Unlike most financial aid awards, the Shopping Sheet does not mix loans with scholarships and grants. The award letter lets you know what your true net cost will be by subtracting just the free money from the total cost of attendance. All awards letters should be doing this, but most don’t.

Below the net price on this template, you will see federal student loan options and work-study. The document also mentions other ways to pay such as borrowing through PLUS Loans for parents and private college loans.

You will also see your family contribution, which is extremely important. It would have been better if the Shopping Sheet would have used the term Expected Family Contribution (EFC) instead.

Your EFC, which is determined by financial aid methodologies, is what you would be expected to pay, at a minimum, for one year of school. With a low EFC, the school should ideally give the student a higher amount of aid. If the school doesn’t, then he or she is gapped.

Without knowing your EFC, you won’t be able to determine if the award is a good one or not. Colleges, however, typically do not provide a family’s EFC on their award letters. If you don’t see it on your child’s award letter, ask the school for the figure.

Other Features of the Shopping Sheet

The federal government’s model financial aid letter also includes the graduation rate of the institution and compares it to its peers. It’s frustrating, however, that the form only includes the six-year rate. The four and five-year rates should be included too.

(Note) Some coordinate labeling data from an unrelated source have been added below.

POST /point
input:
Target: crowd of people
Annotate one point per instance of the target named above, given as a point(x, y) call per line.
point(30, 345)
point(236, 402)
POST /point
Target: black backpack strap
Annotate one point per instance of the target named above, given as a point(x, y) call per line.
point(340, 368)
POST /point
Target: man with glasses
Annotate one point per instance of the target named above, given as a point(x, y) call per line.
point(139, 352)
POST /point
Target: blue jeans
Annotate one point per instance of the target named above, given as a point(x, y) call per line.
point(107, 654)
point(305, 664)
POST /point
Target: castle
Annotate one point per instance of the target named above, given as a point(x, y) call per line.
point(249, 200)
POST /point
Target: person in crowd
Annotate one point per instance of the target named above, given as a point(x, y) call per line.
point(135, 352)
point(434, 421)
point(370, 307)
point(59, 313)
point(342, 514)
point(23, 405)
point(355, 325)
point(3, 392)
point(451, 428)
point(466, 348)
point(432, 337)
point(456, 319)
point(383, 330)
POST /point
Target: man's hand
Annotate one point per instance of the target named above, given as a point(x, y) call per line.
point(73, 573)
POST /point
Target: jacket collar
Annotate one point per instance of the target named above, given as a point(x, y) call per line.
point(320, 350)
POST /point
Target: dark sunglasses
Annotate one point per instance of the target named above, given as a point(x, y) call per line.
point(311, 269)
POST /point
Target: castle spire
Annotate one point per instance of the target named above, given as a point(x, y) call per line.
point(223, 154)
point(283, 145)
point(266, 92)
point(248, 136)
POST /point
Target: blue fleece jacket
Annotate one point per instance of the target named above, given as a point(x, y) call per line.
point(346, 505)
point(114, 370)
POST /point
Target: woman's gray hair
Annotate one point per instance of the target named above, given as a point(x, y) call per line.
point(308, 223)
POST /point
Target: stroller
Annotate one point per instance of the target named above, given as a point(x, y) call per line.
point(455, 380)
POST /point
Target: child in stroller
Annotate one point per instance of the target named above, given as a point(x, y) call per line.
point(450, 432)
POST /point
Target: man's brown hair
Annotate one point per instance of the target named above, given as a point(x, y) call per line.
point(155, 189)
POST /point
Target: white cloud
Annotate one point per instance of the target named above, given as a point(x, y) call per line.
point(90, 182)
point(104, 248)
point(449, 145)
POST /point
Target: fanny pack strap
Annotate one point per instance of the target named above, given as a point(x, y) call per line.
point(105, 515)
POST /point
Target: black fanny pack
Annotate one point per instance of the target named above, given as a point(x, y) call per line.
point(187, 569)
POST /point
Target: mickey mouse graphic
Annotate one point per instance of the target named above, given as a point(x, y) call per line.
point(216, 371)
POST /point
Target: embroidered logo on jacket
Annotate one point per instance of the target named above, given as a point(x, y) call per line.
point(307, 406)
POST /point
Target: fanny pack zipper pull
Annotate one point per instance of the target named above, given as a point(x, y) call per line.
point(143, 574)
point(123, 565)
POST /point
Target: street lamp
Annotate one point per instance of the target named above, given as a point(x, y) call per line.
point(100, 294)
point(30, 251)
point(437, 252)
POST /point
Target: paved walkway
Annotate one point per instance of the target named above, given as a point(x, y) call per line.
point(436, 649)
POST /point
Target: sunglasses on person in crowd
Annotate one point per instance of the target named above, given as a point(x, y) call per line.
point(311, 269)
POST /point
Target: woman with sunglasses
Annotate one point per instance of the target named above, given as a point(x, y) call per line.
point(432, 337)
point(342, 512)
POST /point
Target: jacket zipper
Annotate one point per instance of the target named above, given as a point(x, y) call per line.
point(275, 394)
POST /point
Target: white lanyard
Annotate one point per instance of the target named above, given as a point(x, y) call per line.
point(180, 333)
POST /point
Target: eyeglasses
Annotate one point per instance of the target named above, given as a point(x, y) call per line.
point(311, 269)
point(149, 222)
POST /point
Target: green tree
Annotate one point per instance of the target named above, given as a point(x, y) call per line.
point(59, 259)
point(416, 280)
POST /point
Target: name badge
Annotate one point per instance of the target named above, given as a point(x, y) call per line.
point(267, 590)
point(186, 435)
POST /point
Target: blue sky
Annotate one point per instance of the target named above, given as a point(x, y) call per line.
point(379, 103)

It’s also helpful to share what the average student is borrowing to attend this school. Keep in mind, however, that this doesn’t include parent borrowing.

Schools Using the Shopping Sheet

You can see the institutions that do use the Shopping Sheet by clicking on this latest Shopping Sheet list. (It was updated as of October 2015.These schools and others that have decided to simplify their financial aid forms should be applauded. Let’s hope more institutions join these schools for the next admission season!

Analyzing Aid Letters With College Abacus

College Abacus is another great resource that can help you turn any aid letter into an easy-to-understand document that can be compared to other awards. (You will have to register on College Abacus to use the award-comparison tool.) College Abacus does this by using the Shopping Sheet model. College Abacus directs parents to plug in figures that they can find within a financial-aid letter. In the following screen capture, you will see how I inputted estimated cost figures and a hypothetical award from Chapman University in Southern California.

In this example, I assumed that the teenager earned a $14,600 merit scholarship. To create this example, I used Chapman’s tuition/fees and housing/meals prices.

After College Abacus subtracted free money from the school’s sticker price (in the above example, the student didn’t qualify for federal or state assistance), the net price was $43,273 for the year. As you’ve learned already, many schools mask the net cost by excluding or minimizing the cost of attendance in the letter or by treating loans as it they were the same as grants and scholarships.

College Abacus next focuses on a student’s work-study opportunity and a family’s loan options. Students can’t qualify for a campus work-study job unless they apply for financial aid. If they file the FAFSA, students will automatically be eligible for federal student loans. Freshmen can typically borrow no more then $5,500 for the first year of college.
The first loan options you’ll see are federal student loans, which are typically the best way to borrow. Additional loans are located under the Other Options heading. Also under this heading is the Family Contribution, which is your Expected Family Contribution.

As noted earlier, many schools do not include the EFC in a student’s award letter. Schools like to avoid sharing a family’s EFC because it would make it obvious if a school is gapping the applicant. That is the gap between a school’s net cost and the EFC.

Comparing Aid Letters With College Abacus

Once you’ve inputted the figures from all your financial aid letters, College Abacus allows you to compare awards simultaneously. That’s what I’ve done with the four schools you see below.

Bottom Line:

While schools will continue to resist providing students with easy-to-understand financial aid letters, families can decipher confusing and misleading aid letters by relying on the Shopping Sheet and College Abacus.